И стать своего рода платой за возможность провести безопасную легализацию тез самых клиентских средств, часть которых так неудачно зависла в Штатах.
— Так что мне сказать? — уточнил Кривцов. — Пятьдесят миллионов — сущие мелочи? Небольшой крючок, на который нас насаживают? Клиенты могут меня неправильно понять. Мы ведь стараемся убедить их в том, что между нами и нашими американскими партнёрами полное взаимопонимание. А задержка переводов — явное свидетельство недоверия.
— А разве кто-то говорил о доверии? — искренне удивился Шевалдин. — Странными категориями оперируешь, уважаемый Николай…
Он откашлялся.
— …Павлович. Странными! Напомни-ка, ты из какой конторы родом?
— Глубокого бурения, — ответил Кривцов.
«Моё личное дело наизусть помнишь!» с раздражением подумал он. «Чего лишний раз напоминать?»
— Вот! — наставительно заметил Шевалдин. — И я оттуда. И все оттуда! И у нас, и в ФСБ. Ну, те, кто помоложе… Они, понятно, другой, как говорится, формации. А мы все — оттуда. И друзья, и враги, и прочие… Кто ни рыба, ни мясо. Депутаты, бизнесмены, контрразведчики, журналисты… Разные мы, очень даже разные. И находимся, бывает, по разные стороны баррикад. Горло иногда друг другу грызём. И ведь что-то общее у нас есть! У всех нас есть что-то общее!
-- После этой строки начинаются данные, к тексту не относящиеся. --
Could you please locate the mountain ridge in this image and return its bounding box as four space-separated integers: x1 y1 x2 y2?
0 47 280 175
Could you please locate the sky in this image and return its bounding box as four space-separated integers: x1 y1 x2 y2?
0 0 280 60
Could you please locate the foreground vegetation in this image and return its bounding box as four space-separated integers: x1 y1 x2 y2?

Что?
Кривцов догадывался, что вопрос риторический, потому и не собирался на него отвечать. Он весьма натурально изобразил недоумение и пожал плечами.
— Недоверие! — ответил сам себе Шевалдин. — Мы не верим! Это самое главное. Это принципиальный момент, Николай Павлович. Мы-не-вер-им!
Последнюю фразу он произнёс нараспев. И, рассмеявшись довольно, откинулся на спинку кресла.
— Никому, — с самодовольной улыбкой произнёс Шевалдин. — И ни во что не верим! Ни в богов, ни в чертей. А уж в доброту и терпимость деловых партнёров — тем более. Нет веры, и нет доверия. Мы живём в мире, который сами сделали фальшивым. Мы громоздим один обман на другой. Слова-шифры, слова-ложь, слова-прикрытие, а под ними — маленькая, грязненькая правда. Знаешь, какая?
Кривцов, не ожидавший столь откровенного разговора, был настолько обескуражен излишней (по его мнению) откровенностью генеральской речи, что даже не нашёл в себе сил, чтобы снова изобразить недоумённое выражение лица. Он сидел с неподвижным, будто окоченевшим, белым, обескровленным лицом, похожий на восковую куклу, и только изредка со всхлипом затягивал охлаждённый кондиционером воздух, ненадолго приходя в движение и слабо шевеля пересохшими губами.
Генерал достал из нагрудного кармана стодолларовую купюру.